Monthly recurring revenue (MRR) and annual recurring revenue (ARR) are the heartbeat metrics of any subscription business. They measure the predictable, repeatable revenue you can count on each period — the foundation for forecasting, hiring, and fundraising decisions.
MRR = Number of Customers × Average Monthly Revenue per Customer. With 200 customers paying an average of $50/month, MRR is $10,000. ARR is simply MRR × 12, or $120,000 in this example. ARR is the standard way to describe the run-rate of a subscription business.
Recurring revenue compounds. Applying a steady monthly growth rate g, projected MRR after n months is MRR × (1 + g)^n. A 5% monthly growth rate turns $10,000 MRR into roughly $17,959 within a year — an 80% annual increase from compounding alone. Small monthly gains add up quickly.
Tip: Real MRR moves from four forces: new customers, expansion (upgrades), contraction (downgrades), and churn (cancellations). Net new MRR is new + expansion − contraction − churn.

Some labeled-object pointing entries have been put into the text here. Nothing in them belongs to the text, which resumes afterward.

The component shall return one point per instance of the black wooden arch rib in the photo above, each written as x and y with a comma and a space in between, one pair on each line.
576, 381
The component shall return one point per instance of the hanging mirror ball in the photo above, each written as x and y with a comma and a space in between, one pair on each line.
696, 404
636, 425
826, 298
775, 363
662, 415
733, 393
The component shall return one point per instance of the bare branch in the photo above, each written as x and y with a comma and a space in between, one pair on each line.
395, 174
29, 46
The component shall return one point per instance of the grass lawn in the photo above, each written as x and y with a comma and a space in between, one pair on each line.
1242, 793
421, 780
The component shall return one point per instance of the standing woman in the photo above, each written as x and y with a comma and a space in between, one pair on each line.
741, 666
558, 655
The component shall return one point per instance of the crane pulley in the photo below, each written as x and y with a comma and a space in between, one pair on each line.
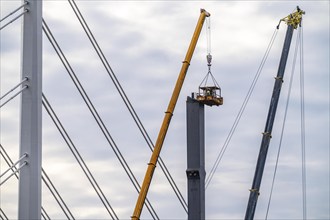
209, 94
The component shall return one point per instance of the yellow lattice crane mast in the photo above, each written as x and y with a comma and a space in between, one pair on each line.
167, 118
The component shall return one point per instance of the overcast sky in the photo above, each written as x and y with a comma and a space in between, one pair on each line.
145, 43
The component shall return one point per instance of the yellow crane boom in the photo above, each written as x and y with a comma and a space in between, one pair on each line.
167, 118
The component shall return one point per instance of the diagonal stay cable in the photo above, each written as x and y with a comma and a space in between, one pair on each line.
127, 102
95, 114
240, 113
78, 157
3, 216
10, 163
56, 194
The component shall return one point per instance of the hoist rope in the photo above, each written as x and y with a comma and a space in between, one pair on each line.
95, 114
208, 34
303, 138
127, 102
239, 115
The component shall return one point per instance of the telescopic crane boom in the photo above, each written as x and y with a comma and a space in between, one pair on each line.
167, 118
292, 20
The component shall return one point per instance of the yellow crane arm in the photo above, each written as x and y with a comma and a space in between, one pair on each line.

Watch all four, not just the headline number.
Investors prize recurring revenue because it is predictable and compounds, which is why SaaS businesses are often valued on ARR multiples. Keeping churn low is essential — every lost customer reduces the base that future growth builds on. Use this projection as a simple planning model, then refine it with your actual retention and expansion data.